Tres meses después, las clases se han venido desarrollando casi exclusivamente en catalán. Nadie se ha quejado. Hoy la profesora, conforme a su costumbre, canta una canción sencilla para enseñar las notas. Excepcionalmente, lo hace en castellano, pero los padres de M., que como los de D. siempre están presentes durante las clases, ni se dan cuenta de en qué canta la profesora, porque entienden perfectamente ambos idiomas y no están atentos precisamente a este punto, sino al desarrollo de la clase. Cuando concluye la tonada, la profesora se dirige a D. y le dice, con una sonrisa: "A que us agrada aquesta cançó? És en castellà, però no passa res, eh que no?"
Al padre de M. se le escapa un bufido de asombro. La profesora cae en la cuenta y, avergonzada, durante unos segundos no puede levantar la vista del suelo.
Por un momento piensan los padres que tal vez sólo quiso cerciorarse de que D. había entendido la canción; pero nunca había hecho comprobación semejante con M. cuando las canciones eran en catalán. La frase "Es en catalán, pero no pasa nada" es sencillamente impensable. No. Lo que aquí pasa es que la profesora sentía la necesidad de justificar una imperfección. La frase es de la estirpe de aquellas otras que tanto han despreciado siempre los padres de M.: "es bien guapa para ser negra"; "es gitano, pero es buena persona"; "para ser mujer no conduce mal"; "es en castellano, pero no pasa nada".

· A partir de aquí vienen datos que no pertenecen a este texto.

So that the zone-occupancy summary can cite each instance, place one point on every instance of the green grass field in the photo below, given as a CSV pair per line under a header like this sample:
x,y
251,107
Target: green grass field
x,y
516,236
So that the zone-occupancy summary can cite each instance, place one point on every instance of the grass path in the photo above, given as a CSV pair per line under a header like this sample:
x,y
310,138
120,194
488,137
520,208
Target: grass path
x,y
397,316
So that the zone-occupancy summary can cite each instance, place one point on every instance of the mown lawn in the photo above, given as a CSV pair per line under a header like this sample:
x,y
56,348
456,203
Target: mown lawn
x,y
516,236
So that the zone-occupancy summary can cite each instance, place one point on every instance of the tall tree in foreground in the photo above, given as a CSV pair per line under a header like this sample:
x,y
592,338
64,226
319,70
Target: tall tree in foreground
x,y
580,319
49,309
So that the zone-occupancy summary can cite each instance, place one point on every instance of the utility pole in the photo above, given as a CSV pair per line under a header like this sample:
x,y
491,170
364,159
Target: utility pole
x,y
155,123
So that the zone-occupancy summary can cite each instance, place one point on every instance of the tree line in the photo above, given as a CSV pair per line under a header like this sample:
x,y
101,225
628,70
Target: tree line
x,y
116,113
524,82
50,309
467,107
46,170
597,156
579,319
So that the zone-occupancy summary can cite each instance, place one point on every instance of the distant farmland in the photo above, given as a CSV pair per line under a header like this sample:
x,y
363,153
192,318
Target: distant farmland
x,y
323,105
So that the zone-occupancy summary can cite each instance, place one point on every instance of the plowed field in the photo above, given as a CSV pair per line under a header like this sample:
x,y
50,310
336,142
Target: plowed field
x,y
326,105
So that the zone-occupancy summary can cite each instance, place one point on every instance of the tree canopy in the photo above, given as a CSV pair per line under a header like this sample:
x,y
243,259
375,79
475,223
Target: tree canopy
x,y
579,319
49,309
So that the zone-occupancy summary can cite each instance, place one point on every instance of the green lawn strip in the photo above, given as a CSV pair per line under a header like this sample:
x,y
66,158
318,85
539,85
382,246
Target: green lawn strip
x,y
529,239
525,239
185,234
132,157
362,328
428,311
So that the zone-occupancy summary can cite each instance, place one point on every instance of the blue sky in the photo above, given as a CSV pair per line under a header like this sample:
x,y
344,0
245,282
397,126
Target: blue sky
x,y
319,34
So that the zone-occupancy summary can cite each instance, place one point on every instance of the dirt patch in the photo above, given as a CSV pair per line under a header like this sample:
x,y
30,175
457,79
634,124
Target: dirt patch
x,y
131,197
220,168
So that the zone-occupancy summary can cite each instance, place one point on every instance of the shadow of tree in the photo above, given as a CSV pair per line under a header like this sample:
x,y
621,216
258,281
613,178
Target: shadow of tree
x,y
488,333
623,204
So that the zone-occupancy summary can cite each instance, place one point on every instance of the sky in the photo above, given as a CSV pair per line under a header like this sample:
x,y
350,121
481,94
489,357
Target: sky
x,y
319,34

No es una fanática, la profesora. Es que tenía que justificarse ante D., por mucho que durante tres meses nunca hubiese sentido la necesidad de justificar ante M. que todas las canciones, las explicaciones y las conversaciones fuesen en catalán. La profesora ha estudiado en el sistema educativo de la lengua propia, la inmersión lingüística, la identidad y todas esas zarandajas reaccionarias. Se ha pasado la vida escuchando que la lengua vehicular debe ser una y no otra. Toda la vida le dijeron que lo natural era eso, que lo contrario no dejaba de ser una excrecencia histórica, una imposición foránea, y cuando se descuida le sale el prejuicio a tomar el aire. La profesora no es una fascista; seguramente es sólo otra víctima de una ideología totalitaria. Pero cuando se comporta así hace sentir a los padres de M. como ciudadanos de segunda: portadores de una lengua cuyo uso es necesario justificar.
También es posible que, con el tiempo, esas actitudes consigan que M. se avergüence de su lengua materna. Son las ventajas de la normalización.